Fernanda Torres recorreu às redes sociais para comemorar as indicações. «Nosso filme está indicado não só para melhor filme de língua estrangeira, mas para melhor filme do ano. Isso é uma coisa inimaginável», disse num vídeo publicado no seu perfil no Instagram, falando para Walter Salles. A atriz também agradeceu aos colegas que trabalharam com ela na produção brasileira, incluindo o ator Selton Mello. «Foi um filme que a gente fez na felicidade», afirmou. «Acima de tudo, quero agradecer e homenagear essa mulher extraordinária chamada Eunice Paiva, que está por trás disso tudo, que é a geradora disso tudo».

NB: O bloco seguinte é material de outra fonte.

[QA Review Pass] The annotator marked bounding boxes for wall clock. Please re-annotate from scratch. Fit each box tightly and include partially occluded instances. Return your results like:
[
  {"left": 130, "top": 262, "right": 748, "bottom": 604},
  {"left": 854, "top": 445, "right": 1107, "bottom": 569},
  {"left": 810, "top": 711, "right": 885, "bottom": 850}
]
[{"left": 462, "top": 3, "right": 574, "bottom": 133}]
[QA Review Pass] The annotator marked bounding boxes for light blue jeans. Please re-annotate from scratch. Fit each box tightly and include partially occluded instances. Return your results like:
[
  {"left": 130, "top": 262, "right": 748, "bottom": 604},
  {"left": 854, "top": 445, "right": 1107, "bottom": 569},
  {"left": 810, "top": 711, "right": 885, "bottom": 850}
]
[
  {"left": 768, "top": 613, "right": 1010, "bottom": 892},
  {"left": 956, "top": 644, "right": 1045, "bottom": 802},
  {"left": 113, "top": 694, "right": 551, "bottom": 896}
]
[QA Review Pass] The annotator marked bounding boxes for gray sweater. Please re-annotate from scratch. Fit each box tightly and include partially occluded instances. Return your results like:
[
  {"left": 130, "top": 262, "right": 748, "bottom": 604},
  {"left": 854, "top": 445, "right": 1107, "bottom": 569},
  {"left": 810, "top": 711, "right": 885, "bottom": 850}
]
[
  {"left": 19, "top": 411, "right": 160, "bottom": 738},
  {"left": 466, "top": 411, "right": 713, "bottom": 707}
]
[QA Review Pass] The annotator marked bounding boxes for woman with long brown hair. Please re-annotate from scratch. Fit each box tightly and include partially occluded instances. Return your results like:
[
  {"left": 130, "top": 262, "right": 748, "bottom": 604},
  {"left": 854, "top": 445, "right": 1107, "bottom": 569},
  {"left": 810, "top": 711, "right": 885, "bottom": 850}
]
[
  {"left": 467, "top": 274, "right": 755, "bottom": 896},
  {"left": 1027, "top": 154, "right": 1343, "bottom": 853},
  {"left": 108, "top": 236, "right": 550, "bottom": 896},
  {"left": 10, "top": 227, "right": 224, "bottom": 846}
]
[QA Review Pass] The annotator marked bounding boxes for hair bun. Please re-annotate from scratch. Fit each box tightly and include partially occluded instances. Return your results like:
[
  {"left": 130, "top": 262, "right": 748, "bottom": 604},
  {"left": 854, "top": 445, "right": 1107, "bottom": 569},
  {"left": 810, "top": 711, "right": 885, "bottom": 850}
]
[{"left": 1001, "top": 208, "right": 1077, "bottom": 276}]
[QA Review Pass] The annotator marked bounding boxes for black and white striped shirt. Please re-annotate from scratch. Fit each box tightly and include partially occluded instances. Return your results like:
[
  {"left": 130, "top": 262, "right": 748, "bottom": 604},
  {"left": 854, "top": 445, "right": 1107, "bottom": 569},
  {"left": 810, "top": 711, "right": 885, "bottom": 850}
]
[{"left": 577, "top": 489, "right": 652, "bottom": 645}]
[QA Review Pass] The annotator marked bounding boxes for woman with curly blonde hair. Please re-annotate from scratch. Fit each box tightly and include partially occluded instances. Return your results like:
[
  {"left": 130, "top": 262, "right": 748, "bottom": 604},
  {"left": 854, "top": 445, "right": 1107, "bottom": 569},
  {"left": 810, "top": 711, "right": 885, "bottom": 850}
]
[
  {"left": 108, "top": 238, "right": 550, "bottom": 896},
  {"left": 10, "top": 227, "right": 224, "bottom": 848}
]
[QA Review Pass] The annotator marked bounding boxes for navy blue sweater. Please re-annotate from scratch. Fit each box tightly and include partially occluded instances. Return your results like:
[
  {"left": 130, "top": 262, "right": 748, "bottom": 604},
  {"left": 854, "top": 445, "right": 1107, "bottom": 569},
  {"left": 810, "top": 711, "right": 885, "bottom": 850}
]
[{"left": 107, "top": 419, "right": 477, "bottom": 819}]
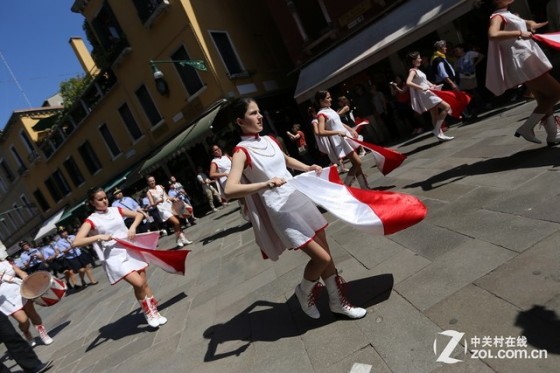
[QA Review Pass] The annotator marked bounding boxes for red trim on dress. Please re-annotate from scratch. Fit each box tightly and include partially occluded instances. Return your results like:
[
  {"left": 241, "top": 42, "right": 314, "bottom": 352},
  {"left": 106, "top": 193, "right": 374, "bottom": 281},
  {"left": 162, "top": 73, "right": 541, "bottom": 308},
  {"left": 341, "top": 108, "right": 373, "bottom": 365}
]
[
  {"left": 490, "top": 13, "right": 508, "bottom": 24},
  {"left": 233, "top": 146, "right": 253, "bottom": 167},
  {"left": 111, "top": 264, "right": 149, "bottom": 286},
  {"left": 84, "top": 218, "right": 95, "bottom": 229},
  {"left": 266, "top": 136, "right": 282, "bottom": 149},
  {"left": 294, "top": 223, "right": 329, "bottom": 250}
]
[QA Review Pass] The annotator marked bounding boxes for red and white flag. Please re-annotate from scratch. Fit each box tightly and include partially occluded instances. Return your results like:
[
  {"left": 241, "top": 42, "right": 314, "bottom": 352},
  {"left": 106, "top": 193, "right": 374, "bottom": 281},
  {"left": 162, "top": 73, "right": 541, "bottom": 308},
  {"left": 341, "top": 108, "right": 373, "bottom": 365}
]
[
  {"left": 114, "top": 232, "right": 190, "bottom": 275},
  {"left": 288, "top": 166, "right": 427, "bottom": 235},
  {"left": 346, "top": 137, "right": 406, "bottom": 175},
  {"left": 533, "top": 32, "right": 560, "bottom": 49},
  {"left": 430, "top": 89, "right": 471, "bottom": 118}
]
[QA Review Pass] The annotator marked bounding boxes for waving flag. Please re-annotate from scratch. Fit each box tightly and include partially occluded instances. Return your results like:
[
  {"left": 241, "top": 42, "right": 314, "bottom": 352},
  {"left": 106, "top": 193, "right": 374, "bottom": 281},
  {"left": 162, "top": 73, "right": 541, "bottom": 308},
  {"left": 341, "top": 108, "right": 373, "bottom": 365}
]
[
  {"left": 288, "top": 166, "right": 427, "bottom": 235},
  {"left": 533, "top": 32, "right": 560, "bottom": 49},
  {"left": 114, "top": 232, "right": 190, "bottom": 275},
  {"left": 346, "top": 137, "right": 406, "bottom": 175},
  {"left": 430, "top": 89, "right": 471, "bottom": 118}
]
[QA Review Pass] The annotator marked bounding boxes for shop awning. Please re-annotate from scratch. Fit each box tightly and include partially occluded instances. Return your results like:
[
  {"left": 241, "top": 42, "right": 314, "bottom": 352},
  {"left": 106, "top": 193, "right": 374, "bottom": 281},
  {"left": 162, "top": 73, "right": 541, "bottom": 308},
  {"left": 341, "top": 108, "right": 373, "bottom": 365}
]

A atriz agradeceu ainda ao filho de Eunice, Marcelo Rubens Paiva. «Um livro extraordinário, que nos possibilitou fazer esse filme», referiu. «Eu jamais vou esquecer. É uma coisa histórica, uma coisa muito emocionante para mim, por minha mãe ter estado nesse lugar 25 anos atrás, pelas mãos do Walter. E também pelo que isso significa para o cinema brasileiro, para a cultura brasileira. Um filme falado em português», frisou. «Estou muito emocionada, muito surpresa. Estou muito orgulhosa de uma história brasileira fazer sentido no mundo e nos trazer essa alegria – não só para mim, para o Walter e para todo mundo envolvido nesse filme, como para o país inteiro», concluiu.